Czeska kuratorka Monika Burian-Jourdan była urażona negatywnymi komentarzami wielu specjalistów. Źle oceniła też dociekliwość dziennikarzy. - Myślę, że życie jest zbyt krótkie żebyśmy byli tak negatywnie nastawieni do wielu rzeczy... Myślę, że problem krajów Europy Środkowo Wschodniej ma związek z poprzednimi czasami, propagandą i dlatego spojrzenie na pewne rzeczy ma w sobie tak dużo krytycyzmu i negatywnego nastawienia - przekonywała Burian-Jourdan.

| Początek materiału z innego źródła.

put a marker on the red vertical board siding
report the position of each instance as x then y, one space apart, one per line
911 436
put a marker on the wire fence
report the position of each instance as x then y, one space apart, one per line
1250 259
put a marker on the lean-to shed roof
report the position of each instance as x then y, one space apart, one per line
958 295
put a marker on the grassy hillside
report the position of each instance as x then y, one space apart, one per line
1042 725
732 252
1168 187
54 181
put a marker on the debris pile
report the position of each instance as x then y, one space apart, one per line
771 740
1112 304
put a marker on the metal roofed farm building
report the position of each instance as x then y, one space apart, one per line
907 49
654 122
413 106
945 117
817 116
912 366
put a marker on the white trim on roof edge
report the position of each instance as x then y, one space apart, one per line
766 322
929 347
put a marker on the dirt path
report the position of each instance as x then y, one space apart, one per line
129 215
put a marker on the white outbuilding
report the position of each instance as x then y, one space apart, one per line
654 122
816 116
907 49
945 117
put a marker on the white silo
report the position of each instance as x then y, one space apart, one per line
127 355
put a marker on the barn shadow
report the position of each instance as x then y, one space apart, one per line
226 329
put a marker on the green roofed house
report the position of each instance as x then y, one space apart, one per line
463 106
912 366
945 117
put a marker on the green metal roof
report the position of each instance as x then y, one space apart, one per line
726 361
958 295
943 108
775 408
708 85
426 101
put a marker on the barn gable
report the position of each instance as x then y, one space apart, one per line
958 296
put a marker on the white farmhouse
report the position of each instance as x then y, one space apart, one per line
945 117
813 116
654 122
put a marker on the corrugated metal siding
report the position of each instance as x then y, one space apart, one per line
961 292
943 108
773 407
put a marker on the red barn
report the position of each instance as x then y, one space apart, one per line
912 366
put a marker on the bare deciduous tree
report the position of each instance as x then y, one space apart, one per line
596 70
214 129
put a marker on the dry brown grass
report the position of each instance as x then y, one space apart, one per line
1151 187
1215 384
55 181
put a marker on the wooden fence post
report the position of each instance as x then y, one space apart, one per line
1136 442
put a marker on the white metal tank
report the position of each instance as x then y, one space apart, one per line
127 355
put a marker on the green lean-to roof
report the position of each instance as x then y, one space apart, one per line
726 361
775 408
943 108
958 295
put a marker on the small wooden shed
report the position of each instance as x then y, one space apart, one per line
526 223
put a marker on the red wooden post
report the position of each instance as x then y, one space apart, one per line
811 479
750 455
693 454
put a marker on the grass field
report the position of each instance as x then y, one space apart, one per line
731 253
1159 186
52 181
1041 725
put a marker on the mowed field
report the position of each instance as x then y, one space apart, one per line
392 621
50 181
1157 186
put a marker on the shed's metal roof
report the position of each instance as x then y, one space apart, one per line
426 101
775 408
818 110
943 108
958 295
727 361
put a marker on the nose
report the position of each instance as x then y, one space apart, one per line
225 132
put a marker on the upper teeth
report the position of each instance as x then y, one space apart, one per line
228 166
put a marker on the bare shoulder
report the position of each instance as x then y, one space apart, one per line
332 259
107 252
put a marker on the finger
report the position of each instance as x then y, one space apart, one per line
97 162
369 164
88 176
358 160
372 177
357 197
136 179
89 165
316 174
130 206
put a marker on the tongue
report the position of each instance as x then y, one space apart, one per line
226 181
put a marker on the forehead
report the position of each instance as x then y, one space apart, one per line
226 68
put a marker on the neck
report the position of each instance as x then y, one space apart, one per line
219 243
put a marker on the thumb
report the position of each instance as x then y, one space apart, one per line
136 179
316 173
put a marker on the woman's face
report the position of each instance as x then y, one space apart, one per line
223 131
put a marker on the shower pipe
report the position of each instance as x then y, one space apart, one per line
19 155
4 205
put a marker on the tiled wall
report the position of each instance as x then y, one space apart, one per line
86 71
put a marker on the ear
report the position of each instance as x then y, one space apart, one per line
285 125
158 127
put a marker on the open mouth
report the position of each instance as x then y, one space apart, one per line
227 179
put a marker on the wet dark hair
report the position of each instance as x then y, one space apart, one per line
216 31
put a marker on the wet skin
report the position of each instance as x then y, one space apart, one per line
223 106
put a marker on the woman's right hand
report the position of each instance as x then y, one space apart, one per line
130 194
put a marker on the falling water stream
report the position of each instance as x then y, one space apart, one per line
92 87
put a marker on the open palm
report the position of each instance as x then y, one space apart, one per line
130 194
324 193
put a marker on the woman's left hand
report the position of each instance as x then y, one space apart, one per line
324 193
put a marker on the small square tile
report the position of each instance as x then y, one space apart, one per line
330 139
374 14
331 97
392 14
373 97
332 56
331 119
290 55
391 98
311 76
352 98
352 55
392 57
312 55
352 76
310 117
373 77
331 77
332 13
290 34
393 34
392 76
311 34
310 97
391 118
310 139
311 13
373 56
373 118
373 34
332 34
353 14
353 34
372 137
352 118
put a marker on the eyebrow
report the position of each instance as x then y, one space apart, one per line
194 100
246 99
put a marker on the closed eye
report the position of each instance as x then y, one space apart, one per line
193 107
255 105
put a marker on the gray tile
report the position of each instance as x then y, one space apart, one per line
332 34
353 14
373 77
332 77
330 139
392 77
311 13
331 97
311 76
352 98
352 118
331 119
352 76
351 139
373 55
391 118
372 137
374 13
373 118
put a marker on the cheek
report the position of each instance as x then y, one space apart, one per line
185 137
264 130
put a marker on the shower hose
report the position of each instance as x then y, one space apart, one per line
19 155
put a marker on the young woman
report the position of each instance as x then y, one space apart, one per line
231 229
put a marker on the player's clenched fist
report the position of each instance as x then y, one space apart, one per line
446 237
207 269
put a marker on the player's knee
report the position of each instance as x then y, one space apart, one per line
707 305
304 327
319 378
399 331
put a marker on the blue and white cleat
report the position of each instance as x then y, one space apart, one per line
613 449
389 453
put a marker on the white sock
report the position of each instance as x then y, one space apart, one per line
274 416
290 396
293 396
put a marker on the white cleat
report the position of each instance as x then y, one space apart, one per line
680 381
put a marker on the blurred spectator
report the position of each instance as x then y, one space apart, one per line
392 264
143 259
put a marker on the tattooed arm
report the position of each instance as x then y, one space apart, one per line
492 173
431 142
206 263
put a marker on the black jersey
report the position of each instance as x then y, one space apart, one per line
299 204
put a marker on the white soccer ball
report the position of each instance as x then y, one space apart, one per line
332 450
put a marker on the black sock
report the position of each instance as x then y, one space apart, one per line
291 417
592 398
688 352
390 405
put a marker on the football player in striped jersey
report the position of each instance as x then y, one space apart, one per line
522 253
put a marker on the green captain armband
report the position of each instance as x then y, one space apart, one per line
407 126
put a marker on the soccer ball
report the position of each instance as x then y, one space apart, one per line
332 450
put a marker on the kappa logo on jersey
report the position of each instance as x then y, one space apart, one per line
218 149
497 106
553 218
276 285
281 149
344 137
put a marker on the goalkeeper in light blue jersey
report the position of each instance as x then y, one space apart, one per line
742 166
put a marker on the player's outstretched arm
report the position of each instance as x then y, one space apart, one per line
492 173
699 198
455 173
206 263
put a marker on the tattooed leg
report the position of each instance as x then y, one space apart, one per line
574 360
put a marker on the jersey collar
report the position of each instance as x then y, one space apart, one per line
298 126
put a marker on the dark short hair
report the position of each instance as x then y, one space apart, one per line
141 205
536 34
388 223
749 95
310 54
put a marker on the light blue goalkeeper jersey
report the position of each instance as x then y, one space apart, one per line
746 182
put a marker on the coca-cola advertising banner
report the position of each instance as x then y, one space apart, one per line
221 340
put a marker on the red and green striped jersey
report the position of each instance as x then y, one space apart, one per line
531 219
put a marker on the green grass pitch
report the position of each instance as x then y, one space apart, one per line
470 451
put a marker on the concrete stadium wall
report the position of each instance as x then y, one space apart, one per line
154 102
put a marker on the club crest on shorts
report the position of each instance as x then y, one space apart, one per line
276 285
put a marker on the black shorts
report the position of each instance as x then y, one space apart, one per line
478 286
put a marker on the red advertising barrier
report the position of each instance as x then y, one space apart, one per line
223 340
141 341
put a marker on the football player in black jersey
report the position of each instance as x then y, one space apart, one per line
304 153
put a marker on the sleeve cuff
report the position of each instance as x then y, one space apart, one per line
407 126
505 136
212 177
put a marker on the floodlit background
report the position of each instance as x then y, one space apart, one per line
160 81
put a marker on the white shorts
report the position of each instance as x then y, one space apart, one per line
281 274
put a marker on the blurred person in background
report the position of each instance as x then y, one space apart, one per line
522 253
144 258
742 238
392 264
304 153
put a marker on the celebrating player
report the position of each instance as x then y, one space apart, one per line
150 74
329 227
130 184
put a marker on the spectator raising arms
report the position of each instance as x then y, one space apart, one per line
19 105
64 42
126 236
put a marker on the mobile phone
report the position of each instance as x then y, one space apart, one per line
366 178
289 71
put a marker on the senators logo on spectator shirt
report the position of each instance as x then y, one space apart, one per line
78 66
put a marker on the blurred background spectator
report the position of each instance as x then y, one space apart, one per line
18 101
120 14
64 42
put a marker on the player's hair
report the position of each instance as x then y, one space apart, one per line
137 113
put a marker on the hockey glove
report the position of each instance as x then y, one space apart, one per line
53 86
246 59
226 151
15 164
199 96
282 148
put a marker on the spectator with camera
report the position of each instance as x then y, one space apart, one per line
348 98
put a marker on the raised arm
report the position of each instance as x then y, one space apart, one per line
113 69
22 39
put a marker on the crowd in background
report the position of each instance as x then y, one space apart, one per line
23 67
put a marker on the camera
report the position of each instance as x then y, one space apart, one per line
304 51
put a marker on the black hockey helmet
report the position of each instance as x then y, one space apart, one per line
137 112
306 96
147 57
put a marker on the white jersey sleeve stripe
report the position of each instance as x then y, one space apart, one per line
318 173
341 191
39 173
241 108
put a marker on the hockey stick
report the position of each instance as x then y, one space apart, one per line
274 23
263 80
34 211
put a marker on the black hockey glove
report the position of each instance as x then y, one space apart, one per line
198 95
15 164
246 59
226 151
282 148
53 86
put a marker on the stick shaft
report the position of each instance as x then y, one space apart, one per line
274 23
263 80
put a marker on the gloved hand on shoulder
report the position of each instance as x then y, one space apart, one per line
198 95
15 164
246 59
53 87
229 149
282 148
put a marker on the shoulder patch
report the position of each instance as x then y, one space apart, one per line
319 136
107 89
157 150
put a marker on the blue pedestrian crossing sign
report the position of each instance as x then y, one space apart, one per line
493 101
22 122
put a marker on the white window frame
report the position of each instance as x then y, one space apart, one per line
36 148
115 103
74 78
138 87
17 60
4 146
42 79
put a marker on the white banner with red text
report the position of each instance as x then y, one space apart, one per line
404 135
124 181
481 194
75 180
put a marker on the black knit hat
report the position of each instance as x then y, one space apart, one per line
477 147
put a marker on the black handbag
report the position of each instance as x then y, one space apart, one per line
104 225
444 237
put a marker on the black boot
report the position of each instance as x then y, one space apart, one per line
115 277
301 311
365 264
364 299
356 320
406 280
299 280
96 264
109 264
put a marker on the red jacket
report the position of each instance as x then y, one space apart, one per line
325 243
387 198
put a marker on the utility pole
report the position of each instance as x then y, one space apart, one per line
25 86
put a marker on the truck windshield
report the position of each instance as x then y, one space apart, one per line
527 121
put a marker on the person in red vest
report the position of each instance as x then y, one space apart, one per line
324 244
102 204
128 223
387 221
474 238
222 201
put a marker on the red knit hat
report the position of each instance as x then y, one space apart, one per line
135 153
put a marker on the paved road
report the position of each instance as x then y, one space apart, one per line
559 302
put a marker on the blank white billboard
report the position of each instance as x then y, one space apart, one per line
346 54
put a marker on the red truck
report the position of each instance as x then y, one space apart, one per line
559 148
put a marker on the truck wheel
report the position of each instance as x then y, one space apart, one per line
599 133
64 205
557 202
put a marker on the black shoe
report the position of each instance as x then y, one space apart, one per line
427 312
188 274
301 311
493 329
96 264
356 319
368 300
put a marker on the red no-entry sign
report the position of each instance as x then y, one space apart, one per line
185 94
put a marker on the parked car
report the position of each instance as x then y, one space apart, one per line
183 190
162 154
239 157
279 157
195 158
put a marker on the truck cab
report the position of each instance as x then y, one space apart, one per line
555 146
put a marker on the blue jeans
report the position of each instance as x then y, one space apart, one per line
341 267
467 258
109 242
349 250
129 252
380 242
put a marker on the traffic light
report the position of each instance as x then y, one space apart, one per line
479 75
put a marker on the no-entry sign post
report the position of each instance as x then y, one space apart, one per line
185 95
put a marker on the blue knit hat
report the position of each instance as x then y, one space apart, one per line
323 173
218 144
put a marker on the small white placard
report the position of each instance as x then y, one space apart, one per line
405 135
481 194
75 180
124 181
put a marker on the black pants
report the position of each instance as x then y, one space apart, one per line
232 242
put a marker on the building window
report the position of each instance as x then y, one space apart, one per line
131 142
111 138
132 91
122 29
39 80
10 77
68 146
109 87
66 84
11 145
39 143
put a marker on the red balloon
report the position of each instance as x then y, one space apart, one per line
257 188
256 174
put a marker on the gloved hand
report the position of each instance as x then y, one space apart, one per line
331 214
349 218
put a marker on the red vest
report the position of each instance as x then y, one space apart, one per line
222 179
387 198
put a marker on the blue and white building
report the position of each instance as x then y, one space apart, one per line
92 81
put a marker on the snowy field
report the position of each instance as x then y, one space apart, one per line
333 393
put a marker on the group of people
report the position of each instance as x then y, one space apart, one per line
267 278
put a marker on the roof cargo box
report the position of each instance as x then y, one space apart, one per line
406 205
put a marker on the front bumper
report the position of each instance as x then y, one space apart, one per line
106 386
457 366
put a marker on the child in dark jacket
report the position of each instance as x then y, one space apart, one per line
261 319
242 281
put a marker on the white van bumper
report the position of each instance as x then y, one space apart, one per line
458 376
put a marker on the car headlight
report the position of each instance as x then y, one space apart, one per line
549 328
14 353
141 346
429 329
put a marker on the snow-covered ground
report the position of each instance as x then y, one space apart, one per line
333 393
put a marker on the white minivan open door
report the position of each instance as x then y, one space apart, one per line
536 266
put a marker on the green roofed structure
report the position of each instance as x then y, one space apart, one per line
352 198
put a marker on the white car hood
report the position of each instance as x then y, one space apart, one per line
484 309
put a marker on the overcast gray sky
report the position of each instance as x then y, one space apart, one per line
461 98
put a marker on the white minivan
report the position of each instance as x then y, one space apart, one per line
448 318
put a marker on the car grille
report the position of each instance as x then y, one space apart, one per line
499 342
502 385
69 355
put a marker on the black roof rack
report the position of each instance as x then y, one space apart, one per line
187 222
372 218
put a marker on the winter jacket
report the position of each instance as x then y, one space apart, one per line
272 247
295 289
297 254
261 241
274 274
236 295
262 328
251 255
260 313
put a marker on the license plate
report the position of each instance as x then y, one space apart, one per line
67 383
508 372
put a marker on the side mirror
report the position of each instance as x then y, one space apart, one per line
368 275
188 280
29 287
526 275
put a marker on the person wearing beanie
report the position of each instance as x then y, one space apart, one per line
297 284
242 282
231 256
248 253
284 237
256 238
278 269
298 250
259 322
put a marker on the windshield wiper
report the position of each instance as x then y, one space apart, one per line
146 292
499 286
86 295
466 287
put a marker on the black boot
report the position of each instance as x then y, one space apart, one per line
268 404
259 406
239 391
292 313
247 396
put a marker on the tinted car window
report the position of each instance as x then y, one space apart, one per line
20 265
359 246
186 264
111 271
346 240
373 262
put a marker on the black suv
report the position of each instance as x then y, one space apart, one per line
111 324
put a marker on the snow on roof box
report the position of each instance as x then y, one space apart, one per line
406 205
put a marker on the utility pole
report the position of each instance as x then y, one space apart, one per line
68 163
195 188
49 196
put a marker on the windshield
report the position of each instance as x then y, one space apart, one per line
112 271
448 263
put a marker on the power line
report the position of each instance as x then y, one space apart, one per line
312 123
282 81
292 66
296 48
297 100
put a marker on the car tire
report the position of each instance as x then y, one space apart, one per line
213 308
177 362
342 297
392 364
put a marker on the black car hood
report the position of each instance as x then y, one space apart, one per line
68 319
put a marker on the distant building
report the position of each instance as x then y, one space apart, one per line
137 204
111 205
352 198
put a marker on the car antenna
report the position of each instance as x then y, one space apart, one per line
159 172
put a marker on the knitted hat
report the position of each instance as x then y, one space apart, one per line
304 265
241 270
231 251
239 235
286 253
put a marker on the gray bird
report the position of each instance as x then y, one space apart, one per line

Kuratorka nie odpowiedziała na żadne pytanie dotyczące dzieł na wystawie "Tauromachia" w Muzeum Architektury. Radio Wrocław jako pierwsze ujawniło, że część dzieł to reprodukcje i kopie.
CZYTAJ KONIECZNIE: Miały być wielkie dzieła, są...odbitki (KOMENTARZE, OPINIE)
Tymczasem organizatorzy do końca informowali m.in. właśnie o obrazie Goi czy kartonie do Guernici Picassa, który okazał się dziełem zaprzyjaźnionej z artystą kobiety.
Organizatorzy tłumaczyli się też z finansów. Galeria Miejska wydała na kampanię promocyjną 1,2 mln zł. Dyrektor Mirosław Jasiński zapewnia, że to i tak tanio, a sprawy organizacyjne załatwiała fundacja galerii:
Wystawę można zobaczyć w Muzeum Architektury. Już po otwarciu i krytyce części specjalistów Wrocław zdecydował się na obniżkę biletów. W weekendy wejściówki są o połowę tańsze, normalnie kosztują 40 zł.